Check the domain-specific leaderboards

## What happens inside the pipeline?

In [None]:
from transformers import AutoModelForCausalLM, AutoTokenizer
import torch

# Prepare the input as before
chat = [
    {
        'role': 'system',
        'content': 'You are a sassy, wise-cracking robot as imagined by Hollywood circa 1986.',
    },
    {
        'role': 'user',
        'content': 'Hey, can you tell me any fun things to do in New York?',
    },
]

In [None]:
# 1. Load the model and tokenizer
model_id = 'meta-llama/Meta-Llama-3-8B-Instruct'
tokenizer = AutoTokenizer.from_pretrained(model_id)
model = AutoModelForCausalLM.from_pretrained(model_id, torch_dtype=torch.bfloat16, device_map='auto')

In [None]:
# 2. Apply the chat template
formatted_chat = tokenizer.apply_chat_template(
    chat,
    tokenize=False,
    add_generation_prompt=True,
)
print("Formatted chat:\n", formatted_chat)

In [None]:
# 3. Tokenize the chat (can be combined with previous step using tokenize=True)
inputs = tokenizer(
    formatted_chat,
    return_tensors='pt',
    add_special_tokens=False,
)
# Move the tokenized inputs to the same device the model is on (GPU/CPU)
inputs = {key: tensor.to(model.device) for key, tensor in inputs.items()}
print("Tokenized inputs:\n", inputs)

In [None]:
# 4. Generate text from the model
outputs = model.generate(
    **inputs,
    max_new_tokens=512,
    temperature=0.1,
)
print("Generated tokens:\n", outputs)

In [None]:
# 5. Decode the output back to a string
decoded_output = tokenizer.decode(
    outputs[0][inputs['input_ids'].size(1):],
    skip_special_tokens=True
)
print("Decoded output:\n", decoded_output)

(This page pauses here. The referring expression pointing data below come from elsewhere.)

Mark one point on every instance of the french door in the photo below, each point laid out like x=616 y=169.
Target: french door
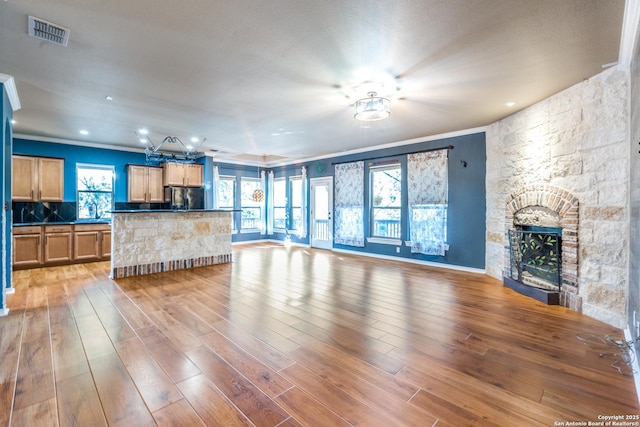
x=321 y=212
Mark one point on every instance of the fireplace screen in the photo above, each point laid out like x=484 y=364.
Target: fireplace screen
x=535 y=258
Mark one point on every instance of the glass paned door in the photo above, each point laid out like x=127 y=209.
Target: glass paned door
x=321 y=211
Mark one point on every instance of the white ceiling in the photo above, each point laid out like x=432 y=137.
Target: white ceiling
x=273 y=80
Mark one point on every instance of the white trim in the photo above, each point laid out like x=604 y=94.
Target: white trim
x=634 y=364
x=414 y=261
x=408 y=243
x=628 y=33
x=384 y=241
x=385 y=257
x=219 y=159
x=10 y=86
x=464 y=132
x=246 y=242
x=78 y=143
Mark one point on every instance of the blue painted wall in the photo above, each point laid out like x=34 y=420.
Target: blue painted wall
x=6 y=113
x=466 y=225
x=467 y=201
x=73 y=154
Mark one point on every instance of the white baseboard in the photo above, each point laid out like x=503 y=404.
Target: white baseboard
x=372 y=255
x=414 y=261
x=247 y=242
x=634 y=364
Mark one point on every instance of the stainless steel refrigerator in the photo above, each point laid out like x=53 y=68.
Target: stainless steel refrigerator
x=184 y=198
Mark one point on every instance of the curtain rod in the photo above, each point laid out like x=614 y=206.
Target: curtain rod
x=448 y=147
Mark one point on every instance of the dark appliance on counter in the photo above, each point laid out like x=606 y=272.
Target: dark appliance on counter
x=184 y=198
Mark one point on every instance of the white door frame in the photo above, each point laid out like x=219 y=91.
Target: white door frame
x=326 y=240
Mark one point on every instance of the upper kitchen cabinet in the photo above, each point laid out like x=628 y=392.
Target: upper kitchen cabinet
x=183 y=174
x=37 y=179
x=144 y=184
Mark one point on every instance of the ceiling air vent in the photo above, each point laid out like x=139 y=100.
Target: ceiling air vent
x=43 y=30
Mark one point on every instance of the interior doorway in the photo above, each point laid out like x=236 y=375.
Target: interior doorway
x=321 y=212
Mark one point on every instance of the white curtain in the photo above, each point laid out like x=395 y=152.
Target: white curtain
x=427 y=179
x=349 y=204
x=302 y=233
x=270 y=203
x=216 y=187
x=263 y=204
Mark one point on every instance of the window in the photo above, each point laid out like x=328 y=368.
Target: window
x=227 y=194
x=280 y=203
x=95 y=191
x=251 y=209
x=296 y=202
x=386 y=200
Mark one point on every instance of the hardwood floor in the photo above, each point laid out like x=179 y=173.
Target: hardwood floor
x=290 y=337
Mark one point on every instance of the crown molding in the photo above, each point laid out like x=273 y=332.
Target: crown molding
x=380 y=147
x=10 y=87
x=77 y=143
x=629 y=32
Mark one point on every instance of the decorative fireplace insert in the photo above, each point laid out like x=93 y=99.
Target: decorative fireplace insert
x=535 y=258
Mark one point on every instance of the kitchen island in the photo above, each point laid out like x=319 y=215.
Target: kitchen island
x=153 y=241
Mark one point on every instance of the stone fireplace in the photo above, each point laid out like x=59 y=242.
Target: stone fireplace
x=545 y=211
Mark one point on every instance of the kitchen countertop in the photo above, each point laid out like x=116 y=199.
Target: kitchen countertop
x=31 y=224
x=174 y=210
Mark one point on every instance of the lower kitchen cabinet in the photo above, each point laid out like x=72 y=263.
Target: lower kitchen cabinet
x=57 y=243
x=92 y=242
x=36 y=246
x=27 y=247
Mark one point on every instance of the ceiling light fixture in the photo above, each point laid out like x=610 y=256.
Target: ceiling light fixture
x=188 y=153
x=372 y=108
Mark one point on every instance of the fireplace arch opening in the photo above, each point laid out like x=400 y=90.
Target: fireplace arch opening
x=544 y=215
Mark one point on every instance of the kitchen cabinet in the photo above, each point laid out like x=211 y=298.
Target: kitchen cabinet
x=27 y=247
x=91 y=242
x=37 y=246
x=144 y=184
x=106 y=244
x=183 y=174
x=57 y=243
x=37 y=179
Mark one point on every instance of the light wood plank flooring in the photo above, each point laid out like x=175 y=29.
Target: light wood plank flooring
x=290 y=337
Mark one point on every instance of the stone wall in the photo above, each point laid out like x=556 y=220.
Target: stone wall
x=576 y=140
x=152 y=242
x=634 y=235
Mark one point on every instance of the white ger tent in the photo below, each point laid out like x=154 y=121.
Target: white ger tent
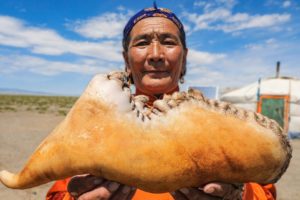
x=277 y=98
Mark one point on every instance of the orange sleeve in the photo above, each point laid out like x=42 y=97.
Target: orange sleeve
x=254 y=191
x=142 y=195
x=59 y=191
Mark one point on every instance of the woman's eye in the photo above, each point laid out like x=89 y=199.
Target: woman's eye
x=169 y=42
x=141 y=43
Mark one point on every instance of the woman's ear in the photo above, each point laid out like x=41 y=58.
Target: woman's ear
x=183 y=70
x=125 y=57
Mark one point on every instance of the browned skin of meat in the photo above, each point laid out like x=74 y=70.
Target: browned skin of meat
x=184 y=140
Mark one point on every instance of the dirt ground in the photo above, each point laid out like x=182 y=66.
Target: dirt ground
x=21 y=132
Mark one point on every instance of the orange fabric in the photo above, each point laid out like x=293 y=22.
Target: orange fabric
x=141 y=195
x=59 y=191
x=253 y=191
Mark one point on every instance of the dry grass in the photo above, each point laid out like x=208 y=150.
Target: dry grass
x=59 y=105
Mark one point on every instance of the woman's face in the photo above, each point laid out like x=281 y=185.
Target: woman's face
x=155 y=56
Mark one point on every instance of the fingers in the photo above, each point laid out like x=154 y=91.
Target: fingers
x=224 y=190
x=218 y=189
x=123 y=193
x=89 y=187
x=100 y=193
x=192 y=194
x=83 y=183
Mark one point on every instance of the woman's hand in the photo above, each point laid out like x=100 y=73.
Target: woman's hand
x=211 y=191
x=89 y=187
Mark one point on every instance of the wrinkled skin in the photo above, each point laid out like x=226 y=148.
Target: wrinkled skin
x=156 y=60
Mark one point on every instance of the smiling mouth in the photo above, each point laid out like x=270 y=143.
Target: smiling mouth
x=157 y=74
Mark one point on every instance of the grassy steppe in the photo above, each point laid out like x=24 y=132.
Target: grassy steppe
x=59 y=105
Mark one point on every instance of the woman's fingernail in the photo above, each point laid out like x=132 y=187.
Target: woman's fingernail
x=113 y=186
x=209 y=190
x=126 y=189
x=97 y=181
x=74 y=194
x=184 y=190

## Performance, memory and hardware

### Memory considerations

By default, HuggingFace classes like `TextGenerationPipeline` or `AutoModelForCasualLM` will load the model in `float32` precision. It means that it will need 4 bytes (32 bits) per parameter, so an "8B" model with 8 billion parameters will need ~32 GB of memory.

Most modern language models are trained in "bfloat16" precision, which uses only 2 bytes per parameter.

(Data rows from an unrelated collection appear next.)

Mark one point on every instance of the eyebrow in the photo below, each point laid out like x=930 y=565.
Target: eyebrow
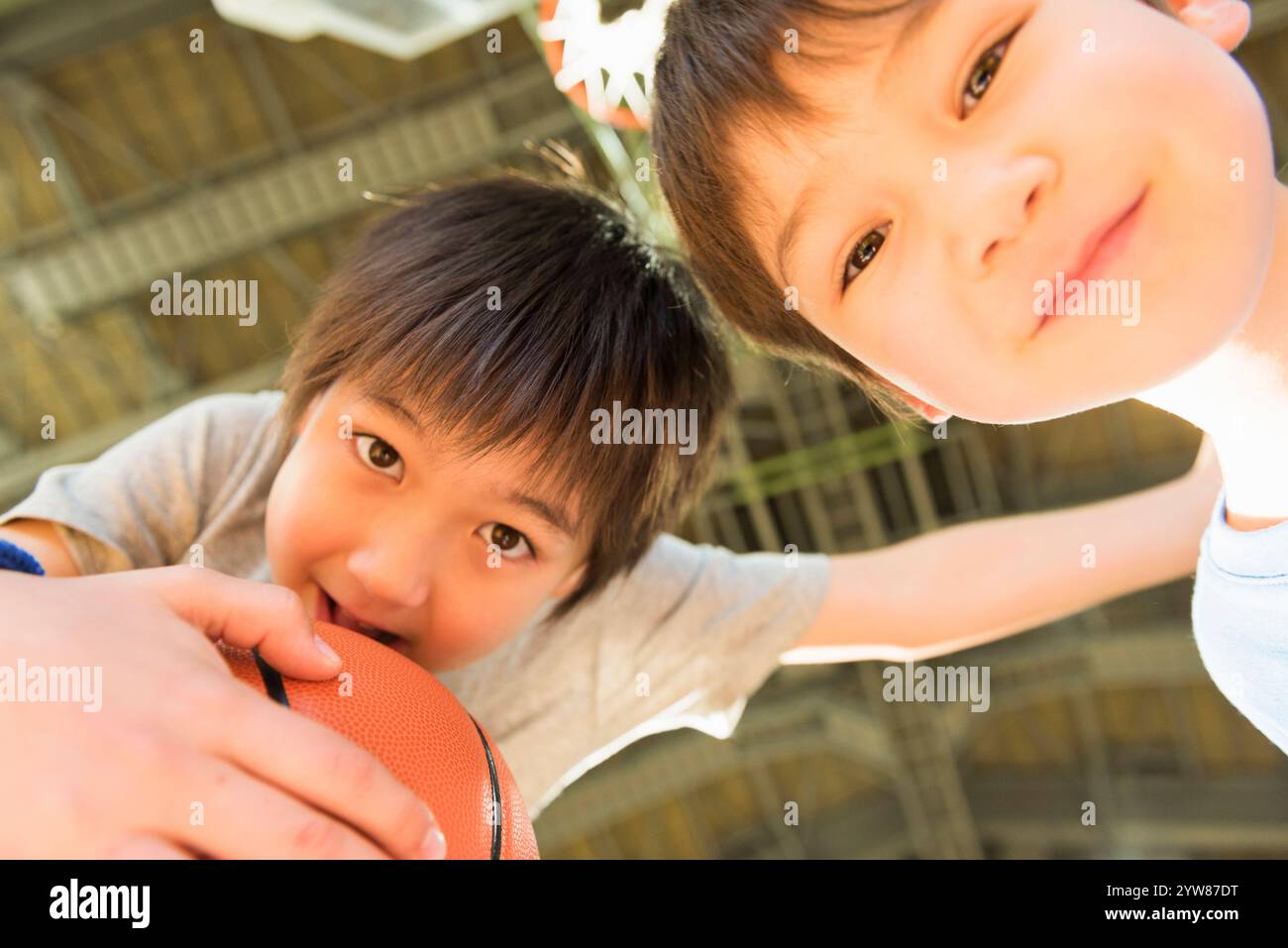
x=921 y=16
x=552 y=513
x=395 y=407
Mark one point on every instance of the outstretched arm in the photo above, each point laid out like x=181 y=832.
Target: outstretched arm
x=982 y=581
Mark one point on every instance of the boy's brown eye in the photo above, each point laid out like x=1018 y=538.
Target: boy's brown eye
x=505 y=537
x=377 y=455
x=381 y=454
x=864 y=252
x=506 y=540
x=986 y=71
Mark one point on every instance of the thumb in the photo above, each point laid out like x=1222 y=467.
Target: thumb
x=246 y=614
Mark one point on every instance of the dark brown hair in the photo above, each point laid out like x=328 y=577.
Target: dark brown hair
x=503 y=312
x=715 y=72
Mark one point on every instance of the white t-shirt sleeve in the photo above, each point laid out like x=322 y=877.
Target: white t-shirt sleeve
x=145 y=500
x=688 y=636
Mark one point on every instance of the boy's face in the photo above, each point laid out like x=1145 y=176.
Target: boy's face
x=987 y=174
x=399 y=530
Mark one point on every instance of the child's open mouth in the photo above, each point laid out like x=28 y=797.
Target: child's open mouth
x=329 y=610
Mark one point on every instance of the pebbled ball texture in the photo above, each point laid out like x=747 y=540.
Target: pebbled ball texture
x=412 y=723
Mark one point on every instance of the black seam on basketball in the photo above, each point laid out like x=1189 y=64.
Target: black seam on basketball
x=273 y=685
x=496 y=793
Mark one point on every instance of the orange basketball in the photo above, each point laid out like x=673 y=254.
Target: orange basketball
x=410 y=720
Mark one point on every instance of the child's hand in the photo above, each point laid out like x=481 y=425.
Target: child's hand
x=181 y=759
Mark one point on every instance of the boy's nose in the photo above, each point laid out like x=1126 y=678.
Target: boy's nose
x=995 y=209
x=393 y=575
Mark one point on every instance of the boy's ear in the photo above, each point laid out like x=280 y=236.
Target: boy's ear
x=1225 y=22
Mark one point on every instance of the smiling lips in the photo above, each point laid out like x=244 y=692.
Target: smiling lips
x=330 y=610
x=1106 y=244
x=1103 y=248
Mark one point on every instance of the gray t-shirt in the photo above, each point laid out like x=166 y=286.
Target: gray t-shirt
x=683 y=640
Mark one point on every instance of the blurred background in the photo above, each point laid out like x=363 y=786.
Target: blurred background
x=220 y=161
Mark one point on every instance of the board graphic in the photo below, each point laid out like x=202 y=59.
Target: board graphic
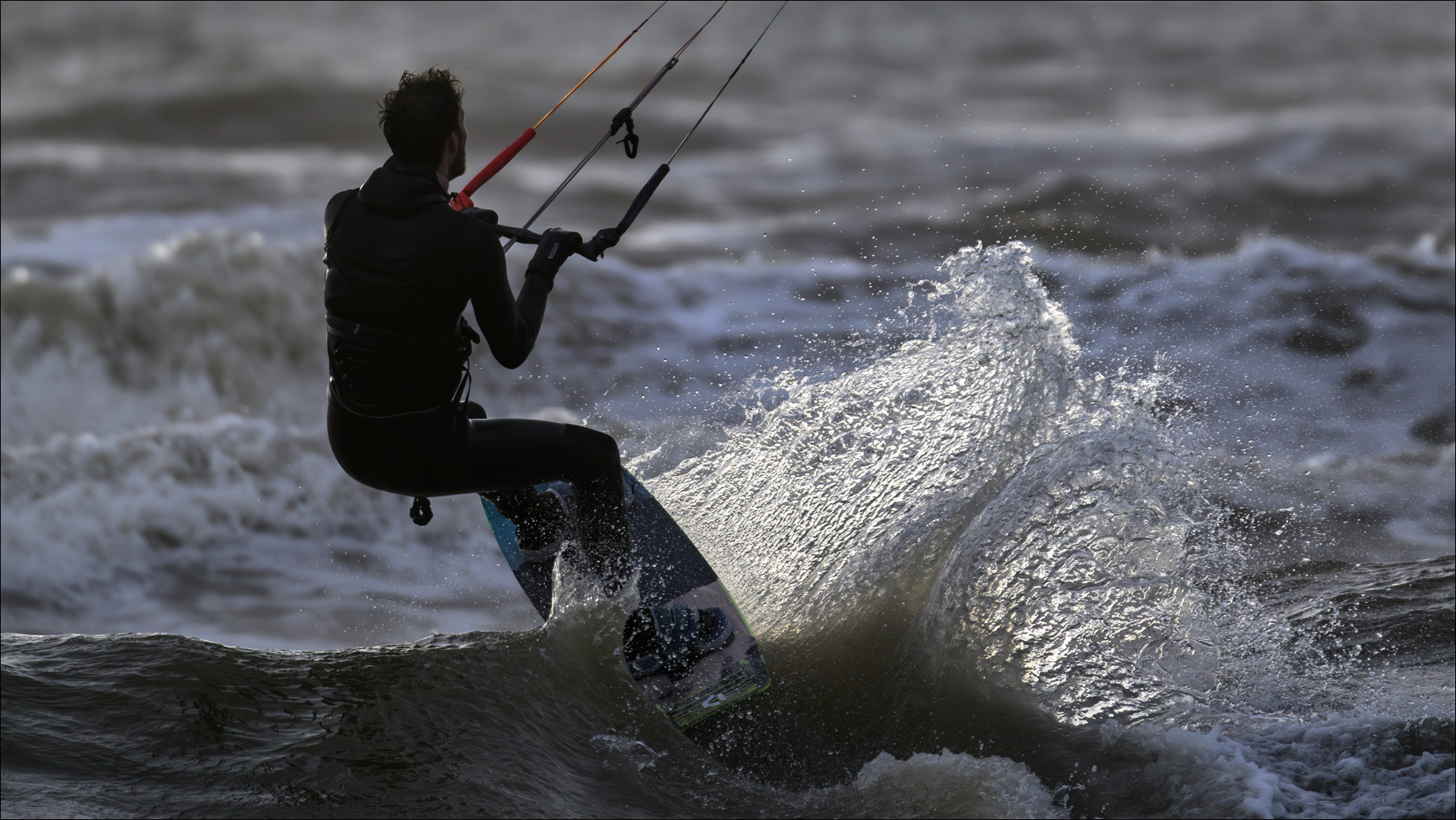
x=689 y=647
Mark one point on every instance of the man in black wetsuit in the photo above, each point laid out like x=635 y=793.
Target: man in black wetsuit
x=402 y=264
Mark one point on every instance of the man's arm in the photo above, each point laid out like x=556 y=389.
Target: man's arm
x=510 y=322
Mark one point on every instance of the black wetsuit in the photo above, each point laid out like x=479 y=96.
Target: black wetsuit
x=401 y=267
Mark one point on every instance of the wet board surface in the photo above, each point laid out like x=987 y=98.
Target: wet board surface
x=670 y=572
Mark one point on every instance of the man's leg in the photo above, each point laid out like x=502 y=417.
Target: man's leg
x=507 y=453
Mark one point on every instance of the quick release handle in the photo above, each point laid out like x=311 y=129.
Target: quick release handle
x=642 y=197
x=463 y=198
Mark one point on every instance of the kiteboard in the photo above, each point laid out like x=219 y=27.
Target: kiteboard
x=688 y=647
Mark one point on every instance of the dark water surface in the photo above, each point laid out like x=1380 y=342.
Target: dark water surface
x=1143 y=506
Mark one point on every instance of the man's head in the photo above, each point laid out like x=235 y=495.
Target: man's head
x=421 y=117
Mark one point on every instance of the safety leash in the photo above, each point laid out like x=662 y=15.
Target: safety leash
x=462 y=200
x=622 y=118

It is even possible to go lower than 16-bits using "quantization", a method to lossily compress model weights. This allows each parameter to be squeezed down to 8 bits, 4 bits or even less. The model outputs may be negatively affected, but this is a tradeoff worth making to fit a larger and more capable chat model in memory.

In [None]:
from transformers import pipeline, BitsAndBytesConfig

quantization_config = BitsAndBytesConfig(load_in_8bit=True)
pipe = pipeline(
    'text-generation',
    'meta-llama/Llama-3-8B-Instruct',
    device_map='auto',
    model_kwargs={
        'quantization_config': quantization_config,
    }
)

In [None]:
quantization_config = BitsAndBytesConfig(load_in_4bit=True)
pipe = pipeline(
    'text-generation',
    'meta-llama/Llama-3-8B-Instruct',
    device_map='auto',
    model_kwargs={
        'quantization_config': quantization_config,
    }
)

### Performance considerations

Generating text from a chat model is unusual in that it is bottlenecked by memory bandwidth rather than compute power, because every active parameter must be read from memory for each token that the model generates. This means that number of tokens per second you can generate from a chat model is generally proportional to the total bandwidth of the memory it resides in, divided by the size of the model.